Re: Use order by clause, got index scan involved

高健 <luckyjackgao@xxxxxxxxx> · Fri, 9 Nov 2012 09:48:52 +0800

Hi Jeff

Thank you for your reply. 
I will try to learn about effective_cache_size .
Jian gao 

2012/11/9 Jeff Janes <jeff.janes@xxxxxxxxx>

On Wed, Nov 7, 2012 at 11:41 PM, 高健 <luckyjackgao@xxxxxxxxx> wrote:

Hi all:

What confused me is that:  When I
select data using order by  clause, I got
the following execution plan:

postgres=# set session enable_indexscan=true;                                                                                               

SET                                                                                                                                         

postgres=# explain SELECT * FROM pg_proc ORDER BY oid;                                                                                          

QUERY PLAN                                                                                                                               

----------------------------------------------------------------------------------------                                                                                             

 Index Scan using
pg_proc_oid_index on pg_proc 
(cost=0.00..321.60 rows=2490 width=552)                                                 

You should probably use sample cases much larger than this when trying to understand the planner.  With queries this small, it almost doesn't matter what plan is chosen.

(1 row)                                                                                                                                 

postgres=#

My Question is : 

 If I want to find record using the where clause which hold the id column, 
the index scan might be used.

But  I just want to get all the  records on sorted output format,  Why index scan can be used here?

I can’t imagine  that:

Step 1 Index is read into memory, then for each tuple in it, 

Step 2 Then we got  the address of  related data block, and then access the data
block .

Step 2 will be repeated for many times. I think it is not efficient.

But step 2 will repeatedly find the block it is visiting to already be in memory, so it is efficient.

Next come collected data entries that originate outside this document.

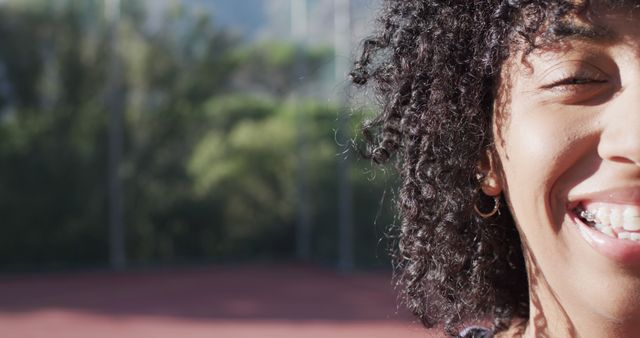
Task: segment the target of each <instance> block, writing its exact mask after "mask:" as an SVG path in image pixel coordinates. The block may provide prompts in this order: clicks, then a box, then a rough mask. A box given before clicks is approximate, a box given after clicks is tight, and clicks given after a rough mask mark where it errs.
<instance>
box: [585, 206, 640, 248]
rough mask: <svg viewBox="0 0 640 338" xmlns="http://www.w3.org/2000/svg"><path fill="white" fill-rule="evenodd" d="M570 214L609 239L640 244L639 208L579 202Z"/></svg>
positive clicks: (639, 212) (636, 207) (637, 207)
mask: <svg viewBox="0 0 640 338" xmlns="http://www.w3.org/2000/svg"><path fill="white" fill-rule="evenodd" d="M572 212H573V213H574V215H575V216H576V218H578V219H579V220H580V221H581V222H582V223H584V224H585V225H586V226H588V227H589V228H592V229H595V230H596V231H598V232H600V233H603V234H605V235H607V236H609V237H612V238H617V239H621V240H627V241H635V242H640V206H638V205H621V204H609V203H592V202H581V203H579V204H578V205H577V206H576V207H575V208H573V210H572Z"/></svg>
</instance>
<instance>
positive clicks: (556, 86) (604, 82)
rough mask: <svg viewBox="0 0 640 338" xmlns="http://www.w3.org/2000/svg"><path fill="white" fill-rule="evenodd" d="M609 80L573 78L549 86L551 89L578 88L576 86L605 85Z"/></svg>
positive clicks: (579, 76)
mask: <svg viewBox="0 0 640 338" xmlns="http://www.w3.org/2000/svg"><path fill="white" fill-rule="evenodd" d="M605 82H607V80H602V79H596V78H593V77H586V76H571V77H567V78H564V79H562V80H559V81H556V82H554V83H552V84H550V85H549V87H557V86H576V85H585V84H590V83H605Z"/></svg>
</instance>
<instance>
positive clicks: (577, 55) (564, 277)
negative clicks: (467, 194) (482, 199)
mask: <svg viewBox="0 0 640 338" xmlns="http://www.w3.org/2000/svg"><path fill="white" fill-rule="evenodd" d="M591 22H593V23H595V25H597V26H602V27H606V28H607V31H608V33H609V35H608V36H607V37H605V38H602V37H600V38H586V37H572V38H567V39H565V40H563V42H562V43H560V44H557V45H554V46H547V47H544V48H539V49H536V50H535V51H533V52H532V53H531V54H528V55H527V56H523V55H522V54H518V53H515V54H514V56H513V57H511V59H510V60H509V61H508V62H507V64H505V67H504V68H503V76H502V79H501V81H502V84H501V86H500V90H499V93H498V99H497V100H496V103H495V110H494V111H495V117H494V136H495V140H496V142H495V143H496V144H495V148H496V149H495V150H496V152H495V153H496V154H495V158H494V159H493V160H492V161H489V162H490V165H489V168H490V169H489V171H488V172H487V174H486V177H487V178H486V179H485V181H484V184H483V190H484V192H485V193H486V194H488V195H490V196H495V195H498V194H500V193H502V194H504V196H505V199H506V200H507V203H508V206H509V208H510V209H511V212H512V214H513V216H514V218H515V221H516V224H517V226H518V230H519V232H520V236H521V238H522V240H523V243H524V248H523V250H524V253H525V260H526V264H527V270H528V274H529V276H528V278H529V286H530V313H531V315H530V317H529V318H528V320H527V321H526V322H524V323H523V324H522V325H519V324H518V325H514V327H512V329H511V330H509V331H507V332H504V333H503V334H501V336H509V337H513V336H525V337H635V336H637V335H638V334H639V333H640V320H638V318H640V262H620V261H616V260H614V259H611V258H610V257H607V256H605V255H603V254H601V253H600V252H597V251H596V250H594V249H593V248H592V247H591V246H590V245H589V244H588V243H587V242H586V241H585V239H584V238H583V237H582V236H581V234H580V232H579V230H578V228H577V226H576V224H575V223H574V221H573V220H572V218H571V217H570V215H569V214H570V212H568V211H567V203H568V201H569V200H570V199H571V198H572V196H579V195H580V194H585V193H589V192H594V191H601V190H606V189H610V188H614V187H629V188H634V189H640V24H638V22H640V15H636V14H633V15H631V14H629V11H624V12H622V11H621V12H606V11H603V12H601V13H600V14H598V15H597V17H594V18H592V19H591ZM576 23H577V24H586V23H584V22H581V21H579V20H577V21H576ZM587 25H590V24H587Z"/></svg>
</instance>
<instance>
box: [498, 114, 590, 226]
mask: <svg viewBox="0 0 640 338" xmlns="http://www.w3.org/2000/svg"><path fill="white" fill-rule="evenodd" d="M527 107H532V105H530V104H524V105H521V106H518V105H514V106H513V109H512V111H513V112H514V113H512V114H511V116H510V117H509V123H508V125H505V126H504V127H503V128H502V130H501V132H500V133H497V135H496V136H499V135H501V136H502V138H503V139H502V142H498V153H499V155H500V160H501V163H502V168H503V177H504V180H505V182H504V184H505V193H506V195H507V199H508V200H509V202H510V206H511V209H512V210H511V211H512V213H513V215H514V217H515V218H516V222H517V224H518V225H519V226H520V227H521V228H522V230H523V231H525V232H526V231H527V229H528V228H532V227H535V228H536V230H538V229H539V227H541V226H545V227H546V228H549V229H553V230H555V231H557V230H559V228H560V226H561V223H562V221H563V219H564V215H565V205H566V192H567V191H568V189H569V188H570V187H569V185H570V182H571V181H575V180H572V179H571V178H573V177H574V176H576V174H575V172H576V170H577V169H579V168H580V167H581V166H580V165H577V164H578V163H579V162H580V158H581V155H580V153H581V151H576V147H577V145H579V144H580V143H581V139H582V138H581V137H580V134H581V132H580V127H579V126H580V123H574V122H576V121H575V120H574V119H573V118H572V117H574V115H573V114H568V113H567V112H566V111H562V112H560V111H554V110H553V109H540V107H538V109H536V110H535V111H531V110H530V109H531V108H529V109H527ZM500 145H502V146H500Z"/></svg>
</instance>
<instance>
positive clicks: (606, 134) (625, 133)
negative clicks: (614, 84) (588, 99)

Maybe the database system is clever enough to  accumulate data access for same physical
page, and  reduce the times of physical
page acess ?

There is a bitmap scan which does that, but such a scan can't be used to fulfill a sort, because it doesn't return the rows in index order.  What reduces the cost here is the various levels of caching implemented by the file system, the memory system, and the CPU.  PG uses "effective_cache_size" to try to account for these effects, although I admit I don't quite understand what exactly it is doing in this case.  I thought that setting effective_cache_size to absurdly low values would make the index scan cost estimate go up a lot, but it only made it go up a little.

Cheers,

Jeff